An estimated 80 per cent of the historic US city of New Orleans is under water after the city's defences were breached by the force of hurricane Katrina.
With floodwaters from the nearby Lake Ponchartrain rising in many areas, threatening the French Quarter, residents were plucked from the roofs of their homes, bodies were seen floating in the streets and rescuers searched the city in boats and helicopters.
"We probably have 80 percent of our city under water; with some sections of our city the water is as deep as 20 feet. Both airports are underwater," Mayor Ray Nagin told a radio interviewer.
New Orleans, a city that usually throbs with the life of its carnivals and the sound of jazz and blues, was in a "state of devastation," Nagin said.
In many residential areas TV pictures showed the water was up to roof level after the surge caused by Katrina breached a section of the levee along a canal leading from Lake Ponchartrain, which looms to the north of the city.
Much of New Orleans, a city of some 500,000, lies below sea level, bounded by the lake and the Mississippi River, North America's biggest river, which curves along the south of the city before discharging in the Gulf of Mexico.
"We always were afraid the bowl that is New Orleans would fill quickly," Walter Maestri, emergency management coordinator for Jefferson Parish, said in a radio interview. "Now with the water rising today, it appears to be filling slowly," he said.
"The water is rising so fast I cannot begin to describe how quickly it's rising," Tulane University Medical Center Vice President Karen Troyer-Caraway told CNN. "We have whitecaps on Canal Street, the water is moving so fast."
The downtown hospital was surrounded by 6 feet of water and considering evacuating its 1,000 patients.
"The devastation is greater than our worst fears," Louisiana Gov.
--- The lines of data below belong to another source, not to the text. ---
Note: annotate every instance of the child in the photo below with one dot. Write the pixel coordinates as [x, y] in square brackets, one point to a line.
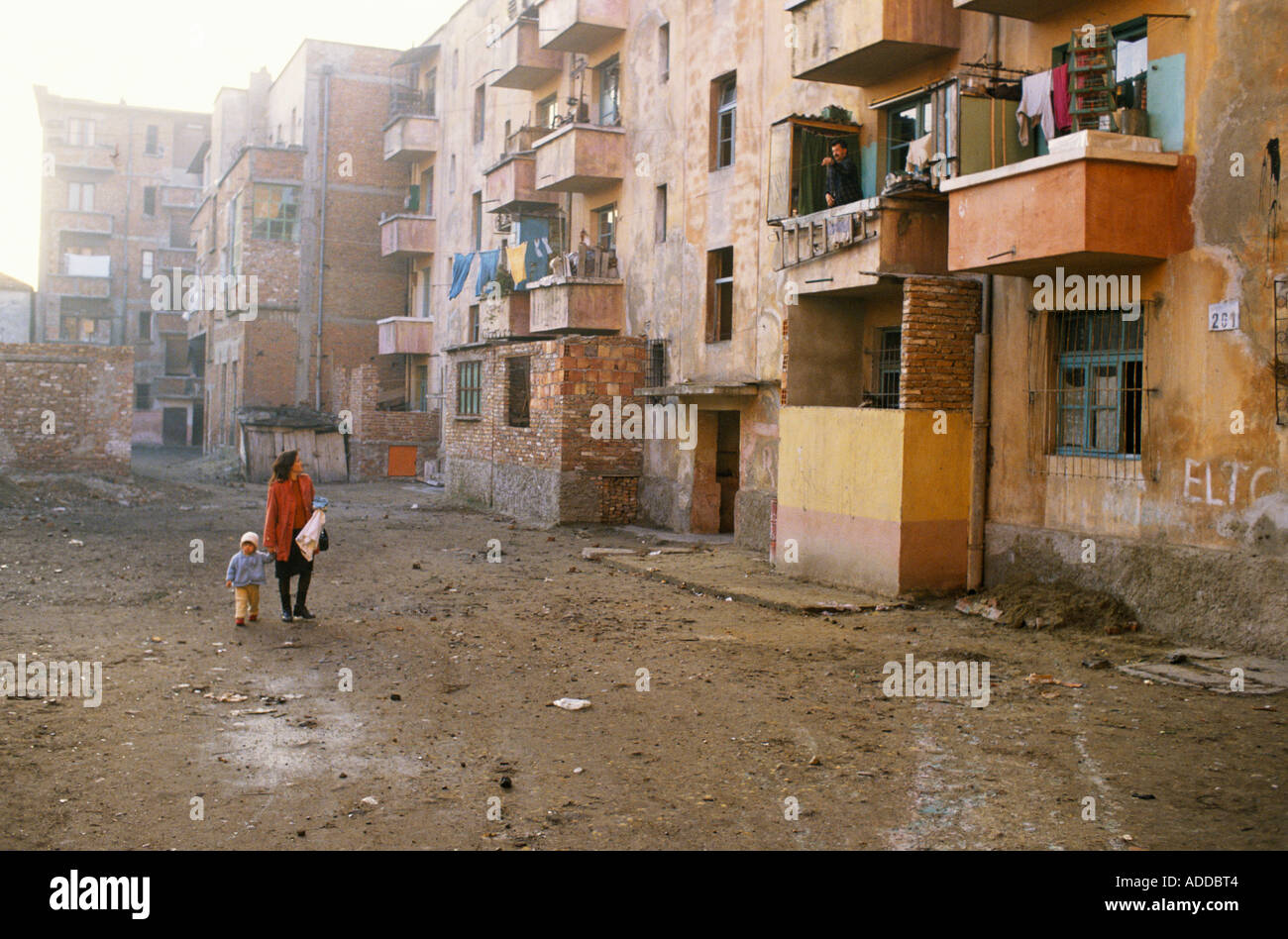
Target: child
[245, 574]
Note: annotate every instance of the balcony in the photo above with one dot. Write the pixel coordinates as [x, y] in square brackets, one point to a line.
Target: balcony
[175, 386]
[411, 137]
[406, 236]
[77, 286]
[848, 249]
[510, 185]
[868, 42]
[520, 59]
[581, 25]
[1095, 201]
[581, 157]
[1018, 9]
[81, 223]
[589, 301]
[406, 337]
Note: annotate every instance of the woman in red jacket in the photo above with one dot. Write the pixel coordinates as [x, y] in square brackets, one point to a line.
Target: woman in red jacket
[290, 504]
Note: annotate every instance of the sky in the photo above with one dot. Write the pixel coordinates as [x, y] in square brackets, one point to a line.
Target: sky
[160, 52]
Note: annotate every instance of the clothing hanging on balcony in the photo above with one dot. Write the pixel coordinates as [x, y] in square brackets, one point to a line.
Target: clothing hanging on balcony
[1060, 98]
[488, 262]
[460, 272]
[516, 258]
[1035, 106]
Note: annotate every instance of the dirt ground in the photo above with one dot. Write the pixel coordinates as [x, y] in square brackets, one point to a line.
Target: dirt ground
[760, 728]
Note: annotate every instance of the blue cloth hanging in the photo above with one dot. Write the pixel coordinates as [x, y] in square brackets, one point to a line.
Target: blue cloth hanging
[462, 264]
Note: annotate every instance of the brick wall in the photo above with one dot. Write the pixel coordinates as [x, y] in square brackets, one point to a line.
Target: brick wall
[374, 432]
[89, 390]
[940, 317]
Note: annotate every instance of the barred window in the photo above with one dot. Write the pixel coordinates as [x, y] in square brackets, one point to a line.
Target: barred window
[469, 388]
[275, 213]
[518, 378]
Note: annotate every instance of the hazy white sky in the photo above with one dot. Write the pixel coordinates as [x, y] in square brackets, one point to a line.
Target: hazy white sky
[160, 52]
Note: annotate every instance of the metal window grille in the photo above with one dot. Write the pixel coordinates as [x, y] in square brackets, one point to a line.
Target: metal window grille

Kathleen Blanco said in a news conference. "It's totally overwhelming."
Weather experts had predicted the city would be quickly overwhelmed by the impact of Katrina, which tore across the coast on Monday but initially damage appeared less than catastrophic.
Fears are gowing about pollution, with the water believed to be carrying sewage, spilled fuel and other pollutants from residential and commercial districts inundated in the flood.
Reporters said there was waist-high water round the Superdome, the huge covered football stadium near downtown New Orleans that had been used as an emergency evacuation center for thousands of residents.
Local television showed people and dogs sitting on rooftops, the houses below them invisible in brackish water. A hand was visible through a window in a house surrounded by chest-high water.
One man was seen using an ice chest as a flotation device. Another clung to metal scaffolding to escape the deluge, which ironically occurred in sunshine and blue skies Tuesday.
Officials went on television to urge people not to try to return to their homes yet. "You need to get used to where you're at right now because this may take us some time." said US Rep. Bobby Jindal.